An example of the ridiculous prices the instrument fetches is here at Gruhn Guitars, run by reseller/guitar collector/speculator …

Business in fantastically priced Les Pauls was apparently great. There was even a link, now dead, to Gruhn’s website whereupon you could see a picture of a Les Paul selling for 275,000 USD. And while this small part of the antiquities business may still be solid, the rest of the world of electric guitar has gone upside down. Paradoxically, it will not surprise readers that the expansion of sales of “cheaper guitars” has meant the offshoring to China and other Asian rim countries. Again, the mirroring of the US economy as a whole.

For the Post, Gruhn says the current business is “unsustainable.” This is obvious. There’s no actual market to allow the survival of hundreds of luthiers or electronic tinkerers making an endless supply of custom fuzztones in the United States.

Gruhn thinks its because there’s a lack of guitar heroes, as contrasted with days of yore.

Guitar heroes. They arrived with the first wave of rock-and-roll. Chuck Berry duckwalking across the big screen. Scotty Moore’s reverb-soaked Gibson on Elvis’s Sun records. Link Wray, with his biker cool, blasting through “Rumble??? in 1958.

This is only maybe half right.

Gibson dies by their premium prices, in direct competition with luthiers and another maker in exactly the same space, Paul Reed Smith. This is at a time when demand hollowed out the middle. There’s the low end and a high end, and the high end is the smaller of the two.

The other side is boring old classic rock radio, now oldies stations although they’re not called that.

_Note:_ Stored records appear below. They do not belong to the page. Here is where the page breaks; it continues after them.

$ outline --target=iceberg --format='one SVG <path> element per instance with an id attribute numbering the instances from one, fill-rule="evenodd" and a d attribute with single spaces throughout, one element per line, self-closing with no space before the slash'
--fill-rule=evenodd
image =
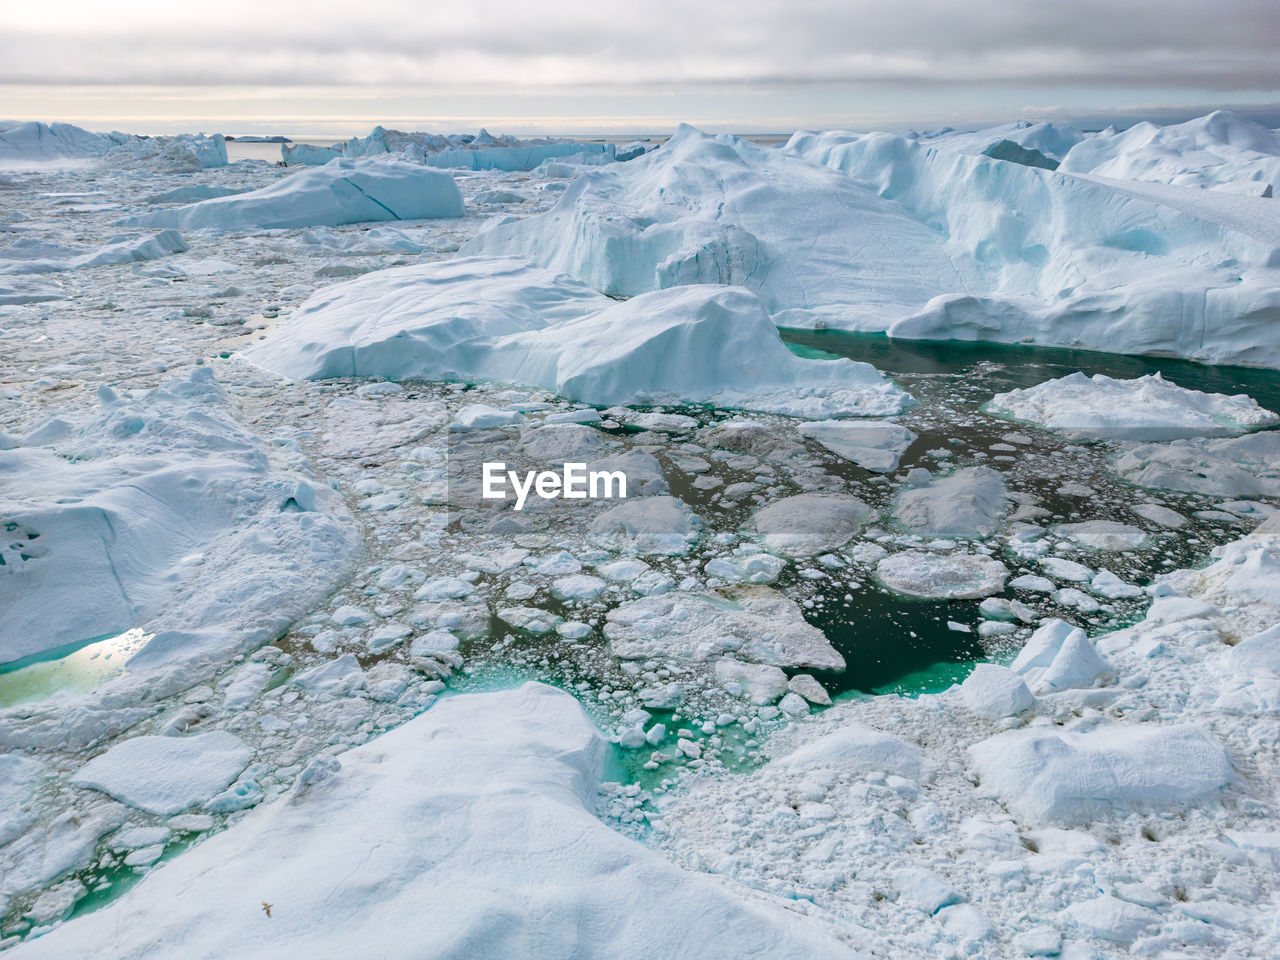
<path id="1" fill-rule="evenodd" d="M 510 257 L 327 287 L 244 355 L 295 379 L 498 380 L 597 406 L 877 416 L 910 399 L 869 364 L 797 357 L 747 290 L 682 287 L 615 303 Z"/>
<path id="2" fill-rule="evenodd" d="M 816 922 L 602 823 L 606 746 L 542 684 L 451 698 L 14 956 L 854 960 Z"/>
<path id="3" fill-rule="evenodd" d="M 227 197 L 126 217 L 121 226 L 275 230 L 463 215 L 453 177 L 403 160 L 333 160 Z"/>
<path id="4" fill-rule="evenodd" d="M 145 629 L 105 684 L 120 703 L 134 683 L 164 696 L 278 635 L 347 574 L 356 534 L 327 486 L 268 466 L 207 367 L 100 398 L 0 450 L 0 663 Z"/>
<path id="5" fill-rule="evenodd" d="M 996 394 L 983 409 L 1073 440 L 1230 437 L 1280 423 L 1280 416 L 1244 394 L 1189 390 L 1158 373 L 1136 380 L 1073 373 Z"/>
<path id="6" fill-rule="evenodd" d="M 161 230 L 147 237 L 114 240 L 88 250 L 39 242 L 24 243 L 19 239 L 7 247 L 0 247 L 0 275 L 59 273 L 82 267 L 136 263 L 185 253 L 190 249 L 177 230 Z"/>
<path id="7" fill-rule="evenodd" d="M 1268 319 L 1280 215 L 1219 199 L 891 134 L 800 136 L 779 151 L 682 126 L 463 250 L 522 256 L 610 296 L 742 285 L 779 326 L 1280 365 Z"/>

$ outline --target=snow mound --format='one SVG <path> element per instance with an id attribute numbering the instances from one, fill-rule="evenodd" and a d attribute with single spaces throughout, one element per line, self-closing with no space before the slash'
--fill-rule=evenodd
<path id="1" fill-rule="evenodd" d="M 1003 590 L 1009 569 L 980 553 L 939 556 L 904 550 L 876 564 L 876 576 L 890 590 L 909 597 L 976 600 Z"/>
<path id="2" fill-rule="evenodd" d="M 1186 123 L 1095 134 L 1072 147 L 1059 169 L 1270 197 L 1280 189 L 1280 133 L 1216 110 Z"/>
<path id="3" fill-rule="evenodd" d="M 964 467 L 898 496 L 894 517 L 922 537 L 985 538 L 1004 523 L 1004 475 L 990 467 Z"/>
<path id="4" fill-rule="evenodd" d="M 614 655 L 624 660 L 708 660 L 728 653 L 775 667 L 843 670 L 845 665 L 795 601 L 756 584 L 631 600 L 609 611 L 604 634 Z"/>
<path id="5" fill-rule="evenodd" d="M 983 792 L 1032 823 L 1182 806 L 1219 793 L 1231 779 L 1222 746 L 1191 724 L 1015 730 L 968 752 Z"/>
<path id="6" fill-rule="evenodd" d="M 119 704 L 167 696 L 278 636 L 346 576 L 357 538 L 326 485 L 269 466 L 207 367 L 99 396 L 96 414 L 0 450 L 0 663 L 154 633 L 97 692 Z M 0 742 L 39 734 L 5 717 Z"/>
<path id="7" fill-rule="evenodd" d="M 1029 120 L 1015 120 L 995 127 L 984 127 L 981 130 L 959 131 L 945 130 L 937 133 L 925 133 L 917 138 L 920 143 L 940 150 L 952 150 L 956 153 L 981 154 L 1004 159 L 993 151 L 1001 144 L 1012 143 L 1028 153 L 1034 151 L 1040 156 L 1054 161 L 1054 169 L 1062 158 L 1081 140 L 1085 134 L 1075 127 L 1055 123 L 1032 123 Z M 1019 161 L 1015 161 L 1019 162 Z"/>
<path id="8" fill-rule="evenodd" d="M 274 230 L 463 215 L 453 177 L 401 160 L 334 160 L 270 186 L 126 217 L 125 226 Z"/>
<path id="9" fill-rule="evenodd" d="M 601 544 L 624 553 L 679 556 L 697 541 L 701 527 L 702 522 L 683 500 L 655 496 L 628 499 L 610 507 L 587 529 Z"/>
<path id="10" fill-rule="evenodd" d="M 895 413 L 910 399 L 869 364 L 795 356 L 746 290 L 697 286 L 620 304 L 515 258 L 325 288 L 245 356 L 295 378 L 500 380 L 599 406 L 844 416 Z"/>
<path id="11" fill-rule="evenodd" d="M 816 440 L 836 456 L 875 473 L 898 469 L 898 460 L 916 439 L 901 424 L 874 420 L 819 420 L 802 423 L 798 429 L 802 437 Z"/>
<path id="12" fill-rule="evenodd" d="M 1244 394 L 1190 390 L 1158 373 L 1136 380 L 1073 373 L 998 393 L 984 409 L 1076 440 L 1230 437 L 1280 423 L 1280 417 Z"/>
<path id="13" fill-rule="evenodd" d="M 71 783 L 171 817 L 225 790 L 252 756 L 239 737 L 224 730 L 192 737 L 132 737 L 86 763 Z"/>
<path id="14" fill-rule="evenodd" d="M 15 956 L 854 956 L 597 819 L 605 749 L 541 684 L 451 698 Z"/>
<path id="15" fill-rule="evenodd" d="M 1280 433 L 1175 440 L 1128 451 L 1120 476 L 1140 487 L 1224 497 L 1280 497 Z"/>

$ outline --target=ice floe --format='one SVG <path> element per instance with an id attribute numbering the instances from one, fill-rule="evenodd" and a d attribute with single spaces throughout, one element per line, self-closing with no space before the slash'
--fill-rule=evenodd
<path id="1" fill-rule="evenodd" d="M 1003 590 L 1009 569 L 981 553 L 942 556 L 904 550 L 877 563 L 876 576 L 890 590 L 910 597 L 976 600 Z"/>
<path id="2" fill-rule="evenodd" d="M 898 495 L 894 518 L 923 537 L 986 538 L 1004 524 L 1004 476 L 990 467 L 964 467 Z"/>
<path id="3" fill-rule="evenodd" d="M 986 409 L 1078 440 L 1230 437 L 1280 423 L 1280 416 L 1244 394 L 1189 390 L 1158 373 L 1136 380 L 1073 373 L 996 394 Z"/>
<path id="4" fill-rule="evenodd" d="M 805 622 L 799 605 L 764 586 L 631 600 L 609 611 L 604 632 L 614 654 L 627 660 L 697 661 L 729 654 L 778 667 L 844 667 L 844 658 Z"/>

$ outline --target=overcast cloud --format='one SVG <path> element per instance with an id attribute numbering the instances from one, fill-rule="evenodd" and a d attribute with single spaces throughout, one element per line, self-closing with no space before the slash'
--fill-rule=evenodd
<path id="1" fill-rule="evenodd" d="M 3 3 L 0 86 L 23 88 L 23 104 L 103 86 L 1280 91 L 1276 0 Z"/>

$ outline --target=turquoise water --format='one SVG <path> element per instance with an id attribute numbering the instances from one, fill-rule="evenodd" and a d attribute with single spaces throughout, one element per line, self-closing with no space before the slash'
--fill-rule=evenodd
<path id="1" fill-rule="evenodd" d="M 151 639 L 141 630 L 69 644 L 0 665 L 0 708 L 58 692 L 87 693 L 118 673 Z"/>

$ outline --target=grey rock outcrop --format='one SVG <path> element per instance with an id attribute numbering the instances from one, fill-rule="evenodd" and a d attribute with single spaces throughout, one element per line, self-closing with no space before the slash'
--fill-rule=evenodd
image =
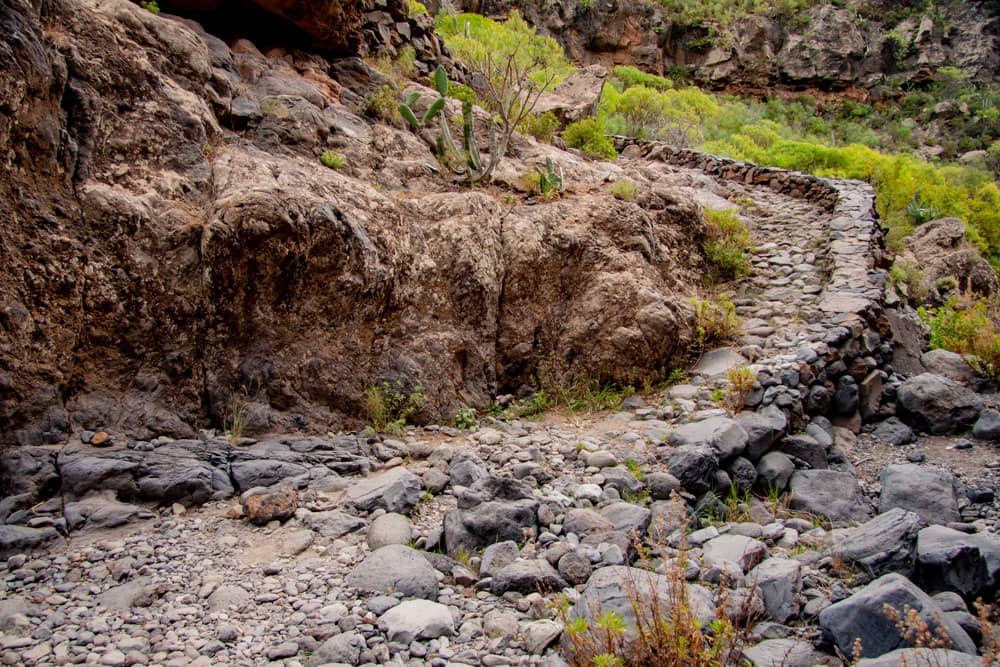
<path id="1" fill-rule="evenodd" d="M 901 507 L 932 524 L 960 519 L 955 476 L 947 470 L 903 463 L 886 466 L 881 481 L 879 512 Z"/>
<path id="2" fill-rule="evenodd" d="M 933 434 L 960 433 L 983 410 L 983 399 L 954 380 L 922 373 L 904 382 L 896 394 L 900 419 Z"/>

Jimmy Page / The Rolling Stones/ Clapton / Slash / Jeff Beck /Pete Townshend / Heart / Journey / Van Halen still have their radio exposure. Keep in mind none of the glory days musicians can make records anyone will pay money for. Digital cratered everything but their back catalogs. No one wants a new Ted Nugent record but he can still summer tour and Cat Scratch Fever still gets played on radio. Stubbornly, though, that radio territory is strictly out of reach of any new artists playing rock and roll.

Country music is one exception. Lots of classic rock and roll went to country and it’s not an accident a lot of guitar manufacturing, like Gibson, is in Nashville. Country music still features guitar heroes. One of them is a woman — Taylor Swift.

On the other hand, Link Wray never got played. He died an expat in Denmark, I think. In Europe he had an audience.

I play “Rumble”. People know that but it wasn’t on the radio during Zep or the Who’s heyday. Polydor even tied a release of “The Link Wray Rumble” to a blurb by Pete Townshend. The recommendations didn’t help. The record didn’t rise in the charts. “Rumble” wasn’t on the radio in 1974.

Even more tiresomely, the internet and freetardism has atomized the market, again — glut — has become a problem with everything making it impossible to record and make money in the the old way of development.

Couple it with the rupture of demand. The cash just isn’t there.

And sitting in front of a smartphone or laptop isn’t fun when playing guitar. It’s work. Not the same as playing along to an old record player.

Again — the Washington Post piece.


1. Rumble. A tribute. Note famous fight scene from They Live, wherein the thuds and cries are timed to the riffage.